A Mortgage Suit is a Powerful Tool !

Mortgage Litigation is a powerful tool when implemented properly with the potential to provide relief from unfair, illegal, unethical and immoral practices and acts of Lenders, Servicers and Investors. Like any legal action Mortgage Litigation is not a guarantee of positive results and may not be the best solution for every borrower. For those homeowners who do employ Mortgage Litigation the benefits can be substantial.

Borrowers empower themselves in the legal process when they file a suit by enjoying the position as a PLAINTIFF, which literally places the “other side” on the defensive as DEFENDANTS.

Plaintiffs can control defendants in a mortgage suit in various ways beginning with; who becomes a Defendant; for what reason or “Cause” a party is sued; demands for evidence which can be made public; exposure of financial records and more.
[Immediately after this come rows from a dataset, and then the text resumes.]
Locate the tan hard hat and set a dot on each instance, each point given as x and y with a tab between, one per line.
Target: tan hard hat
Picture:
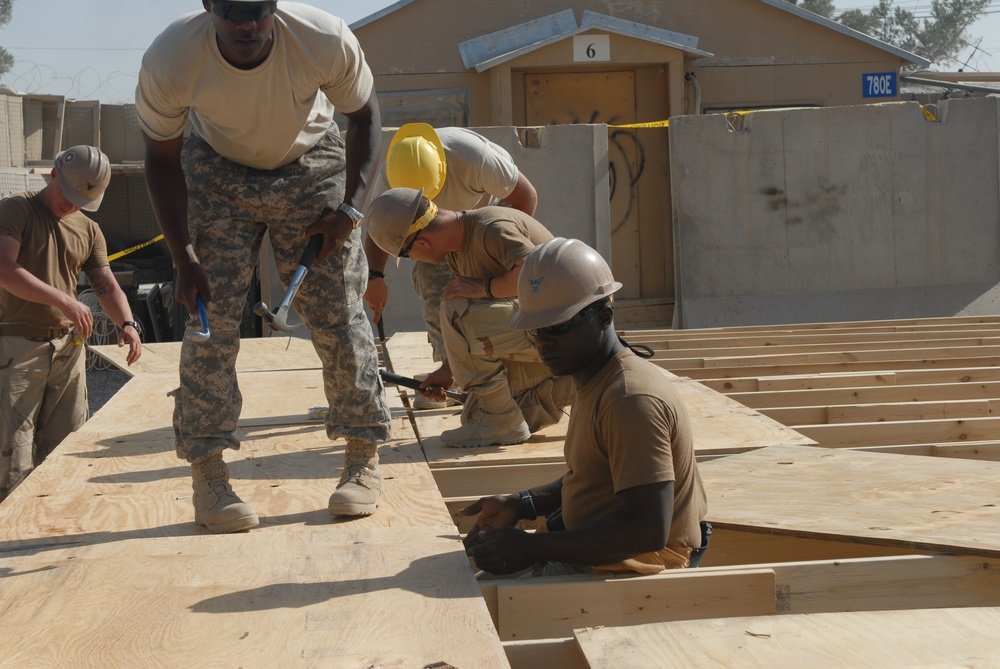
416	159
390	216
558	279
84	174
Lenders, Servicers and Investors, the three types of businesses most commonly included as Defendants in Mortgage suit, have little or no desire for their business practices to become public, let alone create a court record accessible to future Plaintiffs. Additionally the defendants all must defend the mortgage suit which requires hiring and paying attorneys, and usually “staying”, or in common terms postponing, any ongoing collection or foreclosure actions, even sheriff or trustee sales.

As with any law suit,a mortgage suit almost always is driven into a settlement conference or settlement hearing.   This works to the benefit of the borrower, the Plaintiff, because the court always prefers that two parties settle and not take the courtroom’s time.  Judges push the parties to work out a reasonable resolution and don’t look favorably on Defendants who are unwilling to compromise.  In other words, the Plaintiff enjoys a major benefit with the court, the Judge, on their side.

Remember, the Defendants don’t want to air their “dirty laundry” and make it public record.  This can be avoided by reaching a settlement with the Plaintiff because settlements are almost never made a public record.  (That’s one reason it is so difficult to verify the results of an attorney’s claims for success.) Defendants have a very real interest in protecting their bad behavior or illegal activity so that they don’t create opportunities for other borrowers to file their own mortgage suits.

Lastly, in a settlement hearing a Plaintiff can show the Defendants the various ways the Plaintiff has been damaged without the expense of trial, and very often without the costly discovery process.  This includes presenting the Defendants own published history of provided all varieties of mortgage assistance and compensation.